The expected value of a geometric distribution depends on which geometric random variable definition is used. Both versions model repeated independent Bernoulli trials with constant success probability \(p\), where \(0 \lt p \lt 1\).
- Trials-until-success version: \(X \in \{1,2,3,\dots\}\) is the number of trials needed to get the first success. \[ P(X=k)=p \cdot (1-p)^{k-1}. \]
- Failures-before-success version: \(W \in \{0,1,2,\dots\}\) is the number of failures before the first success. \[ P(W=w)=p \cdot (1-p)^w. \]
Result: expected value of a geometric distribution
The two means differ by exactly 1 because \(X=W+1\). Therefore, \[ \mathbb{E}[X]=\mathbb{E}[W]+1. \]

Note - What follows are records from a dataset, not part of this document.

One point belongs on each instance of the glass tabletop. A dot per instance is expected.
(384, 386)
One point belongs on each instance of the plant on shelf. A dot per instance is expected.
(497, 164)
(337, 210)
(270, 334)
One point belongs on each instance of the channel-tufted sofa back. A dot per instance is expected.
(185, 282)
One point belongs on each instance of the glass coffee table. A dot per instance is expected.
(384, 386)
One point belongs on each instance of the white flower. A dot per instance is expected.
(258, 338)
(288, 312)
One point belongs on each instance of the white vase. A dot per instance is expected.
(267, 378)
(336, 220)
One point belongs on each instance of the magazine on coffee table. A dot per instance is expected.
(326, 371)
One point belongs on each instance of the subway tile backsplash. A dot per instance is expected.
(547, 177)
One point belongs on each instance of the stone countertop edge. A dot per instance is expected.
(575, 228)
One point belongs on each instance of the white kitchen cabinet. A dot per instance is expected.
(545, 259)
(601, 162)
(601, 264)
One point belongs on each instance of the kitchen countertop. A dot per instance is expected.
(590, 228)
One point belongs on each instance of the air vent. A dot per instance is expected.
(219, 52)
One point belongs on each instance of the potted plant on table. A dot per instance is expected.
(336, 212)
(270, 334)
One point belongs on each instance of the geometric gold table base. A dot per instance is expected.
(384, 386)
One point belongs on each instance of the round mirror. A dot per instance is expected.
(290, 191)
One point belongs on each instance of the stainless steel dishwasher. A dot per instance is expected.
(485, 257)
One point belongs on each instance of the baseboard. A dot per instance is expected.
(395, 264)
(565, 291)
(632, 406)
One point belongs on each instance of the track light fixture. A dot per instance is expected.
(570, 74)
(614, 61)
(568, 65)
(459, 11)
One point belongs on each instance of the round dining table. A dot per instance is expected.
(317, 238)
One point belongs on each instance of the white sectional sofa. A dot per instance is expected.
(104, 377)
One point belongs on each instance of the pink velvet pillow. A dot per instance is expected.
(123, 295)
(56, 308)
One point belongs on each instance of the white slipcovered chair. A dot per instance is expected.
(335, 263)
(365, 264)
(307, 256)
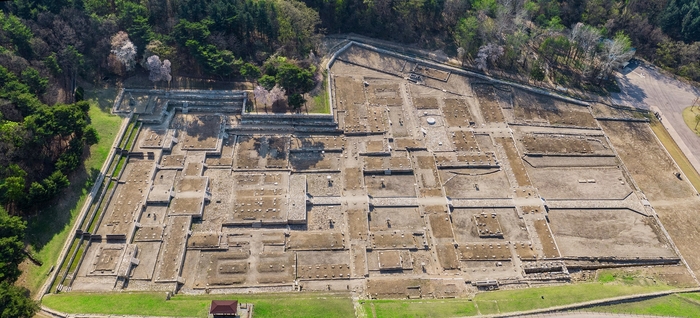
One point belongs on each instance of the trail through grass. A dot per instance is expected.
(678, 305)
(609, 284)
(689, 114)
(47, 231)
(676, 153)
(154, 304)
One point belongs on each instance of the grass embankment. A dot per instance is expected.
(47, 232)
(689, 114)
(319, 104)
(677, 305)
(608, 285)
(676, 153)
(154, 304)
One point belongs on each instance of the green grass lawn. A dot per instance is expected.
(47, 232)
(420, 308)
(154, 304)
(536, 298)
(677, 305)
(609, 284)
(319, 104)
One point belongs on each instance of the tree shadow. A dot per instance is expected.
(630, 93)
(57, 213)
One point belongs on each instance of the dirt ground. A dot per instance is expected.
(430, 180)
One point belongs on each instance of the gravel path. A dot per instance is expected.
(644, 87)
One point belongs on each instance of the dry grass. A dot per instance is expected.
(676, 153)
(689, 118)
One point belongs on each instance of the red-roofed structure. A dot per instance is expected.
(223, 308)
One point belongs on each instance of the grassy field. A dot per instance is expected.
(676, 153)
(689, 118)
(319, 104)
(678, 305)
(47, 231)
(609, 284)
(420, 308)
(154, 304)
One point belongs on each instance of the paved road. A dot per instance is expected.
(645, 87)
(588, 315)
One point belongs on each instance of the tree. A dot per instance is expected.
(12, 187)
(34, 80)
(294, 79)
(159, 71)
(488, 53)
(297, 26)
(11, 246)
(266, 97)
(91, 136)
(615, 52)
(537, 72)
(15, 302)
(296, 101)
(249, 71)
(466, 36)
(124, 50)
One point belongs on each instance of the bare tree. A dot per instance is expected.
(124, 50)
(268, 98)
(488, 53)
(615, 52)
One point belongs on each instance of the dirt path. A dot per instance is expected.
(645, 87)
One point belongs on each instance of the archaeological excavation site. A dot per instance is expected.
(424, 181)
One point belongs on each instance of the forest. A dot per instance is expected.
(47, 47)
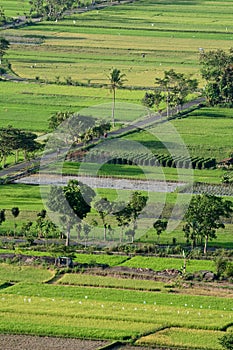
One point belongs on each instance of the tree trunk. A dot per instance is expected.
(68, 236)
(105, 232)
(113, 107)
(205, 246)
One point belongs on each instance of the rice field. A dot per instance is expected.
(100, 313)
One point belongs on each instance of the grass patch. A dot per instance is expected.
(12, 273)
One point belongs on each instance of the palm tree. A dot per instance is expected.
(116, 81)
(15, 213)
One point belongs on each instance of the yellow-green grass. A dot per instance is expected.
(169, 34)
(106, 313)
(28, 274)
(184, 337)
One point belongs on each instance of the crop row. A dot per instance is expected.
(129, 297)
(145, 159)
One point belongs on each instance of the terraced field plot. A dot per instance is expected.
(142, 39)
(111, 313)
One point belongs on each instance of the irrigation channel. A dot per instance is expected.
(28, 342)
(102, 182)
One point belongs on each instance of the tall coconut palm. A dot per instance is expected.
(116, 80)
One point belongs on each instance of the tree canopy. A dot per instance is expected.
(72, 202)
(217, 70)
(204, 216)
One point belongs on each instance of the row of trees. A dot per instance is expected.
(13, 140)
(78, 128)
(42, 226)
(172, 90)
(73, 202)
(203, 218)
(51, 9)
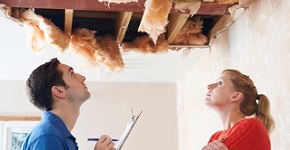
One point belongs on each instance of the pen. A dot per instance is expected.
(96, 139)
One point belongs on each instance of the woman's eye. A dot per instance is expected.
(220, 83)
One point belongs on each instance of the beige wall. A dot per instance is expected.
(108, 111)
(258, 45)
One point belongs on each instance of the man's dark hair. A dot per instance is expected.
(40, 82)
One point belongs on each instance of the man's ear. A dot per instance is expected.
(237, 96)
(58, 91)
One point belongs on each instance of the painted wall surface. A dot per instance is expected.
(108, 111)
(257, 44)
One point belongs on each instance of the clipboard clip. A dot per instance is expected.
(135, 117)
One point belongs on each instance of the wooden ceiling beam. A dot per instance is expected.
(122, 22)
(176, 22)
(95, 5)
(68, 21)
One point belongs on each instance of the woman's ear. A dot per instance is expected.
(237, 96)
(58, 91)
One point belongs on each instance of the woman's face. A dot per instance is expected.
(220, 93)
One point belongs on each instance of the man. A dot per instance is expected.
(59, 91)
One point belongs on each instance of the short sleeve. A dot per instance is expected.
(47, 142)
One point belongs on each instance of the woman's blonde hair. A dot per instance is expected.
(253, 103)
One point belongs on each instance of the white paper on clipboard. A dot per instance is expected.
(128, 130)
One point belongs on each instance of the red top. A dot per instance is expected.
(247, 134)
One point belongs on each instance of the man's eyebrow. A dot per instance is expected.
(70, 69)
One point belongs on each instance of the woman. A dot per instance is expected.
(245, 114)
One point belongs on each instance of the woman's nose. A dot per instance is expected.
(211, 86)
(83, 78)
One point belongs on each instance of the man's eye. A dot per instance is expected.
(220, 83)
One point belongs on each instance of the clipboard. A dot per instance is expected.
(128, 130)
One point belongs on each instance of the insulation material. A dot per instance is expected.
(191, 33)
(155, 18)
(144, 44)
(227, 1)
(118, 1)
(226, 21)
(46, 28)
(95, 52)
(110, 54)
(191, 7)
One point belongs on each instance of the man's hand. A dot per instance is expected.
(105, 143)
(215, 145)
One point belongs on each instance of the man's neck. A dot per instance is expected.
(69, 115)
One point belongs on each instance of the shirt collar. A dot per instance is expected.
(58, 122)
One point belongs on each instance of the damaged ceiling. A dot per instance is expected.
(121, 20)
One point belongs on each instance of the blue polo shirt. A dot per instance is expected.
(50, 134)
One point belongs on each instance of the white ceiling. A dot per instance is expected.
(17, 61)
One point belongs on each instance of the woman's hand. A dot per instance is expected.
(105, 143)
(215, 145)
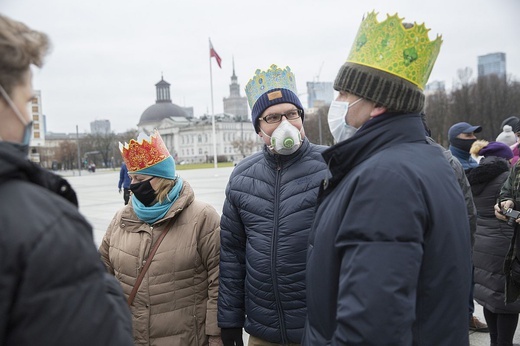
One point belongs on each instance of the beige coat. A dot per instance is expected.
(177, 300)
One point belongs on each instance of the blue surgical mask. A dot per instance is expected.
(27, 127)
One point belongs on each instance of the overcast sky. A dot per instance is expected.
(108, 54)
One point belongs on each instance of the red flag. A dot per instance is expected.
(213, 53)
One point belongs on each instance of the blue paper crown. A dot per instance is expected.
(274, 78)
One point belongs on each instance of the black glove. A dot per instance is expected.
(231, 336)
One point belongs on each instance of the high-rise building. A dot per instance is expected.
(319, 91)
(101, 127)
(494, 63)
(236, 104)
(38, 133)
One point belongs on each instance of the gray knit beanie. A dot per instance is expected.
(385, 89)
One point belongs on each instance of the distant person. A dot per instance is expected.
(509, 199)
(389, 258)
(124, 182)
(266, 220)
(507, 136)
(492, 241)
(511, 121)
(515, 147)
(176, 301)
(461, 136)
(54, 289)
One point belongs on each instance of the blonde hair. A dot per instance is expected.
(20, 46)
(162, 187)
(477, 146)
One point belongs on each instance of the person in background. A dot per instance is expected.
(54, 289)
(507, 136)
(391, 235)
(176, 302)
(474, 323)
(124, 182)
(511, 121)
(266, 219)
(515, 147)
(492, 241)
(461, 136)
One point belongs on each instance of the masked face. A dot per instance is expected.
(144, 192)
(336, 118)
(22, 95)
(463, 144)
(285, 139)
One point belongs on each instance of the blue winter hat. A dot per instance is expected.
(271, 98)
(497, 149)
(271, 87)
(462, 127)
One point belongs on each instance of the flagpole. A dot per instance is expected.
(212, 113)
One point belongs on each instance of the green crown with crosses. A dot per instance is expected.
(264, 81)
(391, 47)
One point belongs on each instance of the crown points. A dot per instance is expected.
(264, 81)
(390, 46)
(144, 152)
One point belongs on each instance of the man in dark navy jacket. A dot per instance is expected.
(54, 289)
(389, 256)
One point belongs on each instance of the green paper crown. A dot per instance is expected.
(389, 46)
(274, 78)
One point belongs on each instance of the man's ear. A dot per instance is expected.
(377, 111)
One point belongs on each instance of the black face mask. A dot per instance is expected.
(144, 192)
(462, 144)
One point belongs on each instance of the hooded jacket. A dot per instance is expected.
(389, 254)
(176, 303)
(54, 289)
(493, 236)
(267, 215)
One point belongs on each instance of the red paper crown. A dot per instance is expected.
(144, 153)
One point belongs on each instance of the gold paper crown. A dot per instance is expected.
(264, 81)
(390, 47)
(144, 152)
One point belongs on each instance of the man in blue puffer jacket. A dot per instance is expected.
(267, 216)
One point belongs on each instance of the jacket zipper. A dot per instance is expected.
(274, 253)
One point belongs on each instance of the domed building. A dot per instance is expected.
(162, 109)
(190, 139)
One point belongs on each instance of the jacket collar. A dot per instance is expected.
(375, 135)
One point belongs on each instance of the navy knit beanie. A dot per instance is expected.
(271, 98)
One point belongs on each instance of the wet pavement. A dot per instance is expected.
(99, 200)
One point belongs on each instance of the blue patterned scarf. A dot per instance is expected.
(157, 211)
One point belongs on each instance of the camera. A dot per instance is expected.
(511, 215)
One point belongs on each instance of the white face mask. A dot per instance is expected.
(27, 125)
(285, 139)
(336, 118)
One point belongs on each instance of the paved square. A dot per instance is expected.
(99, 200)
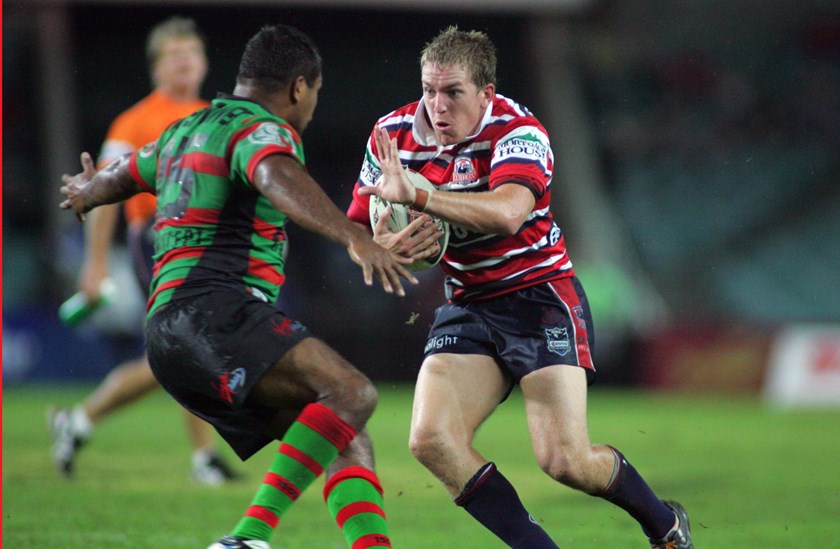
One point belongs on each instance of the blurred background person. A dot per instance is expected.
(178, 66)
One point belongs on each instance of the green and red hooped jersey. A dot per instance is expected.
(212, 227)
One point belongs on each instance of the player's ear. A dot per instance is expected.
(488, 92)
(297, 89)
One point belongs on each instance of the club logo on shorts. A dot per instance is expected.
(229, 384)
(557, 340)
(286, 327)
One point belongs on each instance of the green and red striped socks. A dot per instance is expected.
(309, 446)
(354, 498)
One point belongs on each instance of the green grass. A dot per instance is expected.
(750, 477)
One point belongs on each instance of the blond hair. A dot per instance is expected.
(174, 27)
(472, 50)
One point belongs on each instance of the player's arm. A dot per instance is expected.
(291, 190)
(90, 189)
(500, 211)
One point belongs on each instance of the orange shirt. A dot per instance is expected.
(140, 124)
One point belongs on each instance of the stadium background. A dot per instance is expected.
(697, 182)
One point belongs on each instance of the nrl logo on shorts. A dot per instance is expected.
(557, 340)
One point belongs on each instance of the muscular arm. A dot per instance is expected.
(500, 211)
(90, 189)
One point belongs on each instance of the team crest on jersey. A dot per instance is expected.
(557, 340)
(463, 171)
(269, 134)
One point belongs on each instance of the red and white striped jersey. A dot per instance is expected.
(510, 146)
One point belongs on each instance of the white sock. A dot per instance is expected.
(80, 421)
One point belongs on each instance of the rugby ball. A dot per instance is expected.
(401, 216)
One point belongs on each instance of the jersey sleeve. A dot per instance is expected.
(143, 166)
(369, 175)
(253, 144)
(523, 156)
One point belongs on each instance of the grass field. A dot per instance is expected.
(750, 477)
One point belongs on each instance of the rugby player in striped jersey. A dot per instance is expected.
(227, 178)
(515, 314)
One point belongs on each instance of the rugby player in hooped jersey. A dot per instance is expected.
(515, 311)
(226, 179)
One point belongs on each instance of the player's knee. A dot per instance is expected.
(429, 445)
(358, 396)
(562, 468)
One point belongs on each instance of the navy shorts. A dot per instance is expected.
(210, 350)
(524, 331)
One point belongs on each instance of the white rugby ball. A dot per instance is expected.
(402, 216)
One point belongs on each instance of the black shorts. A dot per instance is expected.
(209, 351)
(524, 331)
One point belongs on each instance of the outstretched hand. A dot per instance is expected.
(394, 185)
(74, 186)
(376, 260)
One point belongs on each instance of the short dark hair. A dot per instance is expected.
(174, 27)
(277, 55)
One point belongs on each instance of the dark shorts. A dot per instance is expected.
(209, 351)
(524, 331)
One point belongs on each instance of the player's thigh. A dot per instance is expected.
(555, 404)
(455, 393)
(307, 372)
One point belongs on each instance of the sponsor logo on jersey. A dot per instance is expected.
(581, 321)
(145, 152)
(370, 173)
(557, 340)
(522, 146)
(440, 342)
(463, 171)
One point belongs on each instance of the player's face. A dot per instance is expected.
(181, 65)
(454, 103)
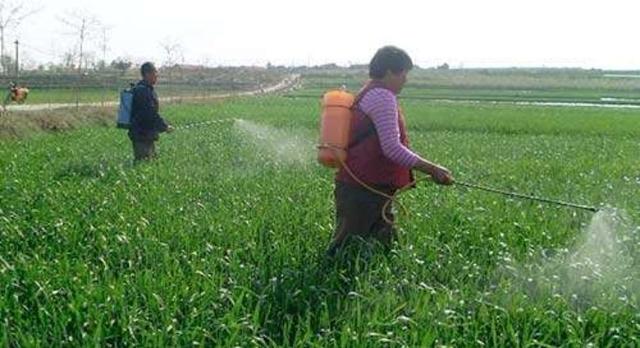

Derivation for \(X\): number of trials until first success
By definition, \[ \mathbb{E}[X]=\sum_{k=1}^{\infty} k \cdot P(X=k)=\sum_{k=1}^{\infty} k \cdot p \cdot (1-p)^{k-1}. \] Let \(q=1-p\). Then \[ \mathbb{E}[X]=p \cdot \sum_{k=1}^{\infty} k \cdot q^{k-1}. \]
Use the geometric series identity (valid for \(|q| \lt 1\)): \[ \sum_{k=0}^{\infty} q^k=\frac{1}{1-q}. \] Differentiate both sides with respect to \(q\): \[ \sum_{k=1}^{\infty} k \cdot q^{k-1}=\frac{1}{(1-q)^2}. \]
Substitute into the expectation: \[ \mathbb{E}[X]=p \cdot \frac{1}{(1-q)^2}. \] Since \(1-q=1-(1-p)=p\), it follows that \[ \mathbb{E}[X]=p \cdot \frac{1}{p^2}=\frac{1}{p}. \]
Derivation for \(W\): number of failures before first success
Since \(W=X-1\), \[ \mathbb{E}[W]=\mathbb{E}[X]-1=\frac{1}{p}-1=\frac{1-p}{p}. \] This agrees with the direct summation from \(P(W=w)=p \cdot (1-p)^w\) as well.
Worked example (numerical expected value)
If \(p=0.20\), then the expected value of a geometric distribution (trials-until-success) is \[ \mathbb{E}[X]=\frac{1}{0.20}=5. \] Interpreted in context: on average, 5 trials are needed to obtain the first success when each trial succeeds with probability 0.20.
| Definition | Support | PMF | Expected value |
|---|---|---|---|
| \(X\): trials until first success | \(\{1,2,3,\dots\}\) | \(P(X=k)=p \cdot (1-p)^{k-1}\) | \(\mathbb{E}[X]=1/p\) |
| \(W\): failures before first success | \(\{0,1,2,\dots\}\) | \(P(W=w)=p \cdot (1-p)^w\) | \(\mathbb{E}[W]=(1-p)/p\) |
Visualization: PMF bars and the mean \(1/p\)
Common related quantity (often reported)
The variance is frequently paired with the expected value: \[ \mathrm{Var}(X)=\frac{1-p}{p^2} \quad \text{and} \quad \mathrm{Var}(W)=\frac{1-p}{p^2}. \] The standard deviation is the square root of variance.
Assumptions behind the geometric model
- Trials are independent.
- Each trial has the same success probability \(p\).
- The first success ends the count, creating a geometric waiting-time distribution.